This is what happens when you let your temper take over. I could actually hear the high school counselor’s words in my head, along with the smug, prissy tone of her voice. She’d been lecturing me about the way I’d coldcocked a guy who tried to cop a feel, but the same principle applied.

Hitting people rarely solved things.

I had a problem, but at least I’d stopped feeling sorry for myself over the years . . . Earl insisted this was a step in the right direction. Healthy, even.
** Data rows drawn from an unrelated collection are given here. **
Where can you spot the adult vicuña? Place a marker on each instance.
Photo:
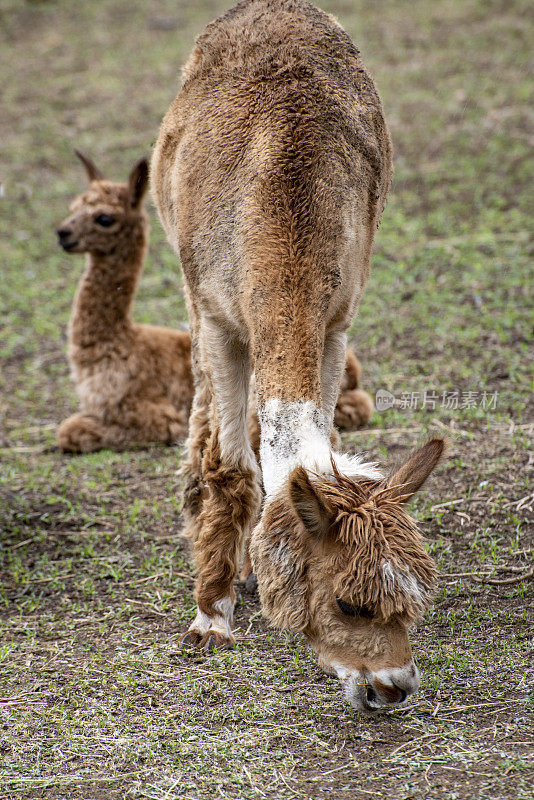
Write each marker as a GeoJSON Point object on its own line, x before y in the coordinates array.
{"type": "Point", "coordinates": [270, 174]}
{"type": "Point", "coordinates": [134, 382]}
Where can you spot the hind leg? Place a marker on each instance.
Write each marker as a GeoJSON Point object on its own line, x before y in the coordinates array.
{"type": "Point", "coordinates": [199, 432]}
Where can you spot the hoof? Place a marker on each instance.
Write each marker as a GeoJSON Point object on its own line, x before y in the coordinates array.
{"type": "Point", "coordinates": [191, 639]}
{"type": "Point", "coordinates": [211, 640]}
{"type": "Point", "coordinates": [214, 640]}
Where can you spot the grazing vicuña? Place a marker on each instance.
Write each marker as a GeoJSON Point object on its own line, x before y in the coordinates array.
{"type": "Point", "coordinates": [270, 174]}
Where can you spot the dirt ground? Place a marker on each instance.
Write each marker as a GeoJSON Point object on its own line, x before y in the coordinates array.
{"type": "Point", "coordinates": [97, 700]}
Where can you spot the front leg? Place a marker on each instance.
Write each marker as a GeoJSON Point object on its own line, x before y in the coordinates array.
{"type": "Point", "coordinates": [232, 501]}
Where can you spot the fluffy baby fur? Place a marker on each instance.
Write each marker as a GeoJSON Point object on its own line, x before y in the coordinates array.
{"type": "Point", "coordinates": [134, 382]}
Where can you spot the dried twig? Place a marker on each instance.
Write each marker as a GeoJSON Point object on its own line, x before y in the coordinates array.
{"type": "Point", "coordinates": [507, 581]}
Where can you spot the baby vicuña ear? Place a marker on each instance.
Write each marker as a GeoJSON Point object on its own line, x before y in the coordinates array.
{"type": "Point", "coordinates": [408, 478]}
{"type": "Point", "coordinates": [138, 183]}
{"type": "Point", "coordinates": [309, 504]}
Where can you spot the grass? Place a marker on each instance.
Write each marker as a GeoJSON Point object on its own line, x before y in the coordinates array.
{"type": "Point", "coordinates": [97, 699]}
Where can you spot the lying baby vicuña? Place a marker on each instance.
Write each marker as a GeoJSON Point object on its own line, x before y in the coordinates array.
{"type": "Point", "coordinates": [134, 381]}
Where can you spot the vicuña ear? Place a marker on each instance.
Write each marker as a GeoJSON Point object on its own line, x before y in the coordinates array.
{"type": "Point", "coordinates": [138, 183]}
{"type": "Point", "coordinates": [308, 503]}
{"type": "Point", "coordinates": [92, 172]}
{"type": "Point", "coordinates": [408, 478]}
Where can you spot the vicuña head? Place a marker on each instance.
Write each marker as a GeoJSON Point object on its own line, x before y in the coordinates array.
{"type": "Point", "coordinates": [339, 559]}
{"type": "Point", "coordinates": [108, 218]}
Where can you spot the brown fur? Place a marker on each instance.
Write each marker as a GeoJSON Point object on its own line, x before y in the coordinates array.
{"type": "Point", "coordinates": [133, 381]}
{"type": "Point", "coordinates": [270, 174]}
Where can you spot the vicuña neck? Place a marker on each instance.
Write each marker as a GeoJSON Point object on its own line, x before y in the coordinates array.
{"type": "Point", "coordinates": [103, 303]}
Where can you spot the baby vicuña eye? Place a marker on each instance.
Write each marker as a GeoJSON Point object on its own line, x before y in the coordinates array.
{"type": "Point", "coordinates": [106, 220]}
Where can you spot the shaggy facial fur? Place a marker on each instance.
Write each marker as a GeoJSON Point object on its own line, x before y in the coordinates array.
{"type": "Point", "coordinates": [134, 382]}
{"type": "Point", "coordinates": [341, 561]}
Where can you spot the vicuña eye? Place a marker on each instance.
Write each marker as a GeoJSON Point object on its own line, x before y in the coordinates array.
{"type": "Point", "coordinates": [352, 611]}
{"type": "Point", "coordinates": [106, 220]}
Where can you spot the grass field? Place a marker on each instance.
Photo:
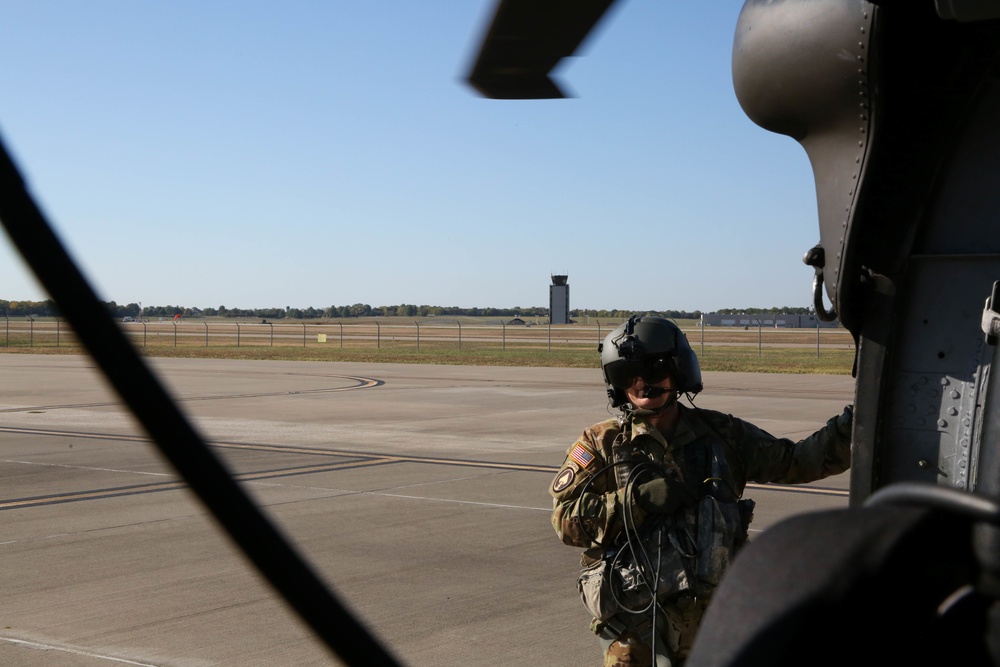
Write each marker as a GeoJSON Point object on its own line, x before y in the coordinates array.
{"type": "Point", "coordinates": [457, 342]}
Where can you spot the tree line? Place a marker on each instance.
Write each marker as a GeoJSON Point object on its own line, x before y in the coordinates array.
{"type": "Point", "coordinates": [48, 308]}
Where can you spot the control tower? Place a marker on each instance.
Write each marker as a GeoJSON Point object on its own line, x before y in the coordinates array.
{"type": "Point", "coordinates": [559, 300]}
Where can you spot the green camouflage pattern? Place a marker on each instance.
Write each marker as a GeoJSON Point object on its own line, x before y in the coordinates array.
{"type": "Point", "coordinates": [716, 455]}
{"type": "Point", "coordinates": [588, 511]}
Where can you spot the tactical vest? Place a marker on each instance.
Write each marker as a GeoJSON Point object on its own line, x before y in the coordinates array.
{"type": "Point", "coordinates": [684, 554]}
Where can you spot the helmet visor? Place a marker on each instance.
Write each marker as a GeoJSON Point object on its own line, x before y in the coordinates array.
{"type": "Point", "coordinates": [652, 369]}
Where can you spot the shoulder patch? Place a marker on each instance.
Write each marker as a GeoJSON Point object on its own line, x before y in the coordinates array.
{"type": "Point", "coordinates": [581, 455]}
{"type": "Point", "coordinates": [563, 480]}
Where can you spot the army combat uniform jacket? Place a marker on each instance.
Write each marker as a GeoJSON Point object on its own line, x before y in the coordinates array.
{"type": "Point", "coordinates": [714, 455]}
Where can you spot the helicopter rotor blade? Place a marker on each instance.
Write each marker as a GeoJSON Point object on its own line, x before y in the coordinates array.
{"type": "Point", "coordinates": [526, 40]}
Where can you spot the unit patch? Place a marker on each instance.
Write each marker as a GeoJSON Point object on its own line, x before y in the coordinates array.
{"type": "Point", "coordinates": [563, 480]}
{"type": "Point", "coordinates": [581, 455]}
Looking around the trashed restaurant, I had to wonder if maybe he was full of shit.

So much for my job—I’d lost it for sure, or at least I would once the dust settled. Fucking sucked, because despite Eva’s nasty personality, I had the perfect schedule, allowing me to get in a full shift every day and still go to school.

School was my future—normal girls go to school and support themselves. I couldn’t afford mistakes like today, not if I wanted to make something of myself.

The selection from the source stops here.